In November 2024, Chinese equity markets continued to struggle, with the MSCI China Index declining by 4.34% for the month, reflecting the impact of both domestic and global challenges. Capital outflows reached a record $45.7 billion, largely attributed to concerns over a slowing economy, persistent deflation, and renewed geopolitical tensions following the re-election of U.S. President Donald Trump. The yuan weakened further, exacerbating investor concerns about China’s economic stability and eroding confidence in domestic financial markets. Beijing’s attempts to stabilize the market, including fiscal and monetary stimulus measures, had limited immediate impact on restoring investor sentiment.

Sector performance in November was mixed. Consumer discretionary and technology stocks saw modest gains, supported by ongoing government investment in innovation and high-tech manufacturing. However, property and financial sectors underperformed due to lingering issues in the real estate market, including liquidity concerns among major developers. Exports also showed signs of slowing, impacted by weak global demand and geopolitical uncertainties, further weighing on equity performance. Despite these challenges, offshore listings in Hong Kong demonstrated resilience, attracting international investor interest.

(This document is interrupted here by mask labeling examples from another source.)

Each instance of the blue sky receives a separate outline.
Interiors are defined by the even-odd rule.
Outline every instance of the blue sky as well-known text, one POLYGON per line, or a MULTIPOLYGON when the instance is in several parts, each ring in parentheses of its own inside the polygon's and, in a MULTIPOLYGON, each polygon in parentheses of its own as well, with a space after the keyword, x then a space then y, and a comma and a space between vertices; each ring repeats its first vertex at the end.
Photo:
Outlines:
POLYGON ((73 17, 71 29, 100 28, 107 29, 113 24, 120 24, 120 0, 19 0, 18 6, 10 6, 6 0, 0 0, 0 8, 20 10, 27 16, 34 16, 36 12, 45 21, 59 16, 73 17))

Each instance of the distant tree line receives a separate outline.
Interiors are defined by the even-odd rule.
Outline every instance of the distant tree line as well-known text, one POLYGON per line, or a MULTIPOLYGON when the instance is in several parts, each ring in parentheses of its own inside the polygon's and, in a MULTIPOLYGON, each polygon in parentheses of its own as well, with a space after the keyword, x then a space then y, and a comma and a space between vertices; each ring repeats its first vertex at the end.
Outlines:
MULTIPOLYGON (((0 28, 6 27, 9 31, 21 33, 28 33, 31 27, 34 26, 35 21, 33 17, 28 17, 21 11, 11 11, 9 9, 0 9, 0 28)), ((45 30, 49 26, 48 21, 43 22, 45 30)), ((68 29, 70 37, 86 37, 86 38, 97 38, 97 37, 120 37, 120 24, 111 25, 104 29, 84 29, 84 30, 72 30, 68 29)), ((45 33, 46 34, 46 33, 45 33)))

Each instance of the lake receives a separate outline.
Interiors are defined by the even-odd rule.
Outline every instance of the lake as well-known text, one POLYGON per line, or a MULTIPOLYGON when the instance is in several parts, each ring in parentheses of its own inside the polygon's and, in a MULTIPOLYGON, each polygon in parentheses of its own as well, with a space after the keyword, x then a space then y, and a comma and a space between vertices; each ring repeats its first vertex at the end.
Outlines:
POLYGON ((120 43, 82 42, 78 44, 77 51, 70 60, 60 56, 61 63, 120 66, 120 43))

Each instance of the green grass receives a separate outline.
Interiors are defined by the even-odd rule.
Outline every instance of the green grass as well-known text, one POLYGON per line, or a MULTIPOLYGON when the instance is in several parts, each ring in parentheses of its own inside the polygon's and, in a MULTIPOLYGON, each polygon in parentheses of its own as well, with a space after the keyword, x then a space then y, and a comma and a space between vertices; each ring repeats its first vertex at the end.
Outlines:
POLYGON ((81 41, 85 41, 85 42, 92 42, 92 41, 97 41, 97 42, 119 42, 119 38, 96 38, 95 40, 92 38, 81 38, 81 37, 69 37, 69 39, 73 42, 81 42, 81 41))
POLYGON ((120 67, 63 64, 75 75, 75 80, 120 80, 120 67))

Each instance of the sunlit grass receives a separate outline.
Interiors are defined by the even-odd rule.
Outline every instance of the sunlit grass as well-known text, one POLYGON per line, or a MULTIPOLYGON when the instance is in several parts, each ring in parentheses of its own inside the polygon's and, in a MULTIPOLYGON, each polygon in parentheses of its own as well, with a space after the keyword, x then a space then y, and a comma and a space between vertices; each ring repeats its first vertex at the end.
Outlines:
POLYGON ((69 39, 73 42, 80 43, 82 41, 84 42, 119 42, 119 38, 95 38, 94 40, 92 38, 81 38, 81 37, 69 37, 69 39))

Additionally, China’s efforts to address its property market crisis included policy adjustments aimed at encouraging home purchases and stimulating demand. Mortgage rates were lowered, and restrictions on second-home purchases were eased. However, these measures had only a limited effect, as consumer confidence remained subdued. Overall, November reflected the deep challenges facing China’s equity markets, with structural reforms and broader economic stabilization needed to regain momentum.
Balance of China cross-border receipts and payment


Euro

In November 2024, European equity markets exhibited mixed performance amid varied economic indicators and geopolitical developments. The Eurozone economy expanded by 0.4% in the third quarter, marking the fastest pace in two years, with Germany avoiding recession and France and Spain showing stronger-than-expected gains. However, Italy's growth stalled, highlighting regional disparities. Year-on-year, the Eurozone's GDP grew by 0.9%.

Despite this economic growth, investor sentiment was tempered by concerns over potential U.S. trade tariffs and political uncertainties, particularly in France following its elections in July. These factors contributed to more modest gains in European markets compared to the robust performance observed in U.S. equities during the same period.

Additionally, the European Central Bank's Financial Stability Review highlighted persistent fiscal challenges in several Euro area countries, exacerbated by structural issues such as weak potential growth and heightened policy uncertainty. These underlying vulnerabilities added to investor caution, influencing market dynamics throughout the month.